Alleged standard of Muhammad, kept in Topkapı Palace in Istanbul

The Sancak-ı Şerif (سنجاق شريف) is the alleged original standard of the Islamic prophet Muhammad. Also known by names such as Rasûlüllah (s.a.s)'a ait sancak (the Prophet's banner), Âlem-i nebi, Âlem-i şerif, Liva-i saadet, and Liva-i şerif, it is a profoundly significant banner currently housed kept along with other relics of Muhammad in the treasury of the Topkapı Palace, in Istanbul.

According to legend, the flag was used in the first Muslim wars; then passed into the hands of the Umayyads and Abbasids; and finally, with Selim I's conquest of Egypt in 1517, fell into Ottoman hands. The Ottomans carried the flag into battle, beginning with their Hungarian campaign circa 1521.

Following the conquest of Egypt in 1517 by Yavuz Sultan Selim (1512-1520), the Sancak-ı Şerif and other sacred trusts (Emânât-ı Mübâreke) were brought to Istanbul. Yavuz Sultan Selim's conquest of Egypt in 1517 marked a significant transfer of the caliphate from the Abbasids to the Ottomans. There are varying accounts of its transfer: some suggest Sultan Selim (the grim) brought it directly from his Egyptian campaign, others state it was sent to Kanuni Sultan Süleyman during the siege of Rhodes by Hayır Bey, the Mamluk governor of Egypt. Another indicates it was sent from Damascus to Istanbul. Upon its arrival, Sultan Selim ensured its preservation with great reverence in his throne room at Topkapı Palace, where the Hırka-i Şerif (Mantle of Felicity) Chamber was built for them.

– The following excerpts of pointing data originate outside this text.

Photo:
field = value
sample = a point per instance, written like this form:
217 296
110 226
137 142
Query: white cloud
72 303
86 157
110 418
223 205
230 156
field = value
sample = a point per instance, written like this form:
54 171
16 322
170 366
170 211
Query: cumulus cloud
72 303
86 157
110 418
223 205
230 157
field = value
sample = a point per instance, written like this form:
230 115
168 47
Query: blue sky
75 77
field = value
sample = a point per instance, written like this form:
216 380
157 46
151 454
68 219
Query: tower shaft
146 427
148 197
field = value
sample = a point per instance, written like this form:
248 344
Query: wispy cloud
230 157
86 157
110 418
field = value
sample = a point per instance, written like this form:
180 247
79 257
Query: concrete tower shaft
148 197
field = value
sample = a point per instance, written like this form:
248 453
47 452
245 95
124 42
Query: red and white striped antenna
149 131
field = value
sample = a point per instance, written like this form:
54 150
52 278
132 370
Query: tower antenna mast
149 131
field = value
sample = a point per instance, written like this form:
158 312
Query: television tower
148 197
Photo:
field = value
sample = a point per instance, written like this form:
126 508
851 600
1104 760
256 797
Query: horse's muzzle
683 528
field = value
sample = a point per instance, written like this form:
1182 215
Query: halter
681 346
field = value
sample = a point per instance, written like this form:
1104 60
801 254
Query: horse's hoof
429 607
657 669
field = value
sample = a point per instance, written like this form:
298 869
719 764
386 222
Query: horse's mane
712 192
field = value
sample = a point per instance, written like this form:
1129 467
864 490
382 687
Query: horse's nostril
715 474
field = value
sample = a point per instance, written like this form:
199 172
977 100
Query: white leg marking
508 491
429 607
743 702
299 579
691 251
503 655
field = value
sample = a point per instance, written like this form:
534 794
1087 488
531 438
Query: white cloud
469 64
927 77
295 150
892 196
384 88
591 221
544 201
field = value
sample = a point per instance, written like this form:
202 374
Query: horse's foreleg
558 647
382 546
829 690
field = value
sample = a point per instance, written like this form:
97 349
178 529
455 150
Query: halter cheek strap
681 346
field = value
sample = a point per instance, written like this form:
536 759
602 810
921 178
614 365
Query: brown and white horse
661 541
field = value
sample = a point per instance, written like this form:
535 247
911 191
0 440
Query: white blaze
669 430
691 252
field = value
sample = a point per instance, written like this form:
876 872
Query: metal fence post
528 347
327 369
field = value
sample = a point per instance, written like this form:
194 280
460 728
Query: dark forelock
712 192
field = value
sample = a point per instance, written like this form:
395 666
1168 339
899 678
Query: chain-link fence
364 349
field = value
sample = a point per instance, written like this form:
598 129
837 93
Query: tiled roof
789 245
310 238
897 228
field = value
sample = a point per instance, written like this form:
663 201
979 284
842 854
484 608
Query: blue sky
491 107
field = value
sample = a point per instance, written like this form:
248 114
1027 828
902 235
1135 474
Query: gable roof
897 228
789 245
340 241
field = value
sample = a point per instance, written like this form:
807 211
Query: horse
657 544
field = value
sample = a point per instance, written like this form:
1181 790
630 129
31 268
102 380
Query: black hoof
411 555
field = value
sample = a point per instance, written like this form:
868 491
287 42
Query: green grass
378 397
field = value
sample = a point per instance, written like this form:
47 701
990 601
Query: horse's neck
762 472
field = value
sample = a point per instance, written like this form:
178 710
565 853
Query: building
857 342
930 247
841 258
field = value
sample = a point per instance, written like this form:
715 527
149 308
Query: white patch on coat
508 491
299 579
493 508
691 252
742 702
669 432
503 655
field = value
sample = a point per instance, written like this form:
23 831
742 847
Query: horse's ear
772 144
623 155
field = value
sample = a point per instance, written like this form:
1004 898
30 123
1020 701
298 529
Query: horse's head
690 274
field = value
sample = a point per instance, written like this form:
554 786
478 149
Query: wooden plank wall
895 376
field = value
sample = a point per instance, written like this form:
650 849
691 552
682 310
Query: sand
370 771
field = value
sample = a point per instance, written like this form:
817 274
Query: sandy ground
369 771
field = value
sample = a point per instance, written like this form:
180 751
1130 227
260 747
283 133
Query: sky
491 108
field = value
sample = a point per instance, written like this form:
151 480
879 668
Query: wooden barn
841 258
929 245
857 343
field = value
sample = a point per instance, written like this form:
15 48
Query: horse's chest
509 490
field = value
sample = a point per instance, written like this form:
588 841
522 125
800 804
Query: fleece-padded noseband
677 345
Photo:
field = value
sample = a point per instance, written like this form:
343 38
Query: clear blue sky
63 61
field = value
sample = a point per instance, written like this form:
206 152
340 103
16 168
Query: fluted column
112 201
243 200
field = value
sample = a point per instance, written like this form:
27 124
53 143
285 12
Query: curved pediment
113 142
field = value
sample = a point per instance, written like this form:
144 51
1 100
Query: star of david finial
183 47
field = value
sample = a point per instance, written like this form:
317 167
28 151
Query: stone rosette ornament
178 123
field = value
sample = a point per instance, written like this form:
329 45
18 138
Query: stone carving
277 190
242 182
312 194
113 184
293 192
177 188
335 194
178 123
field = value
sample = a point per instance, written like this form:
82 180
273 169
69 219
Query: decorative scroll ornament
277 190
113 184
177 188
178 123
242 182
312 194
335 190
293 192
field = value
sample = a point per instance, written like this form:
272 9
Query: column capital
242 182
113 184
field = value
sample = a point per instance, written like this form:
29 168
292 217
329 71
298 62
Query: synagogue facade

According to Ottoman historian Silahdar Findiklili Mehmed Agha (d. 1727), the flag was made of black wool.

Its final significant use was in 1826 during the Janissary revolt. It was taken from its place and erected on the minbar of the Sultan Ahmed Mosque. The public, considering it a religious obligation (farz) to gather and fight under it, rallied around the Sancak-ı Şerif, supporting Sultan Mahmud II in the elimination of the Janissaries. The Janissaries, who had planned to seize the Sancak-ı Şerif themselves, were bombarded with cannons, and the revolt ended, an event known as "Vak'a-i Hayriyye" (Auspicious Incident). The Sancak-ı Şerif was also brought out during the declaration of Jihad-ı Ekber in World War I on November 24, 1914.

It was believed that if the Ottoman state, or Islam generally, were threatened with extreme danger, the flag should be taken into the field by the Ottoman sultan personally, whereupon every Muslim capable of taking arms must rally under the flag.

The banner itself, being made of wool, is deteriorated and not on display. It is kept in a green satin bag in a silver chest in the sacred relics chamber of the Topkapı Palace.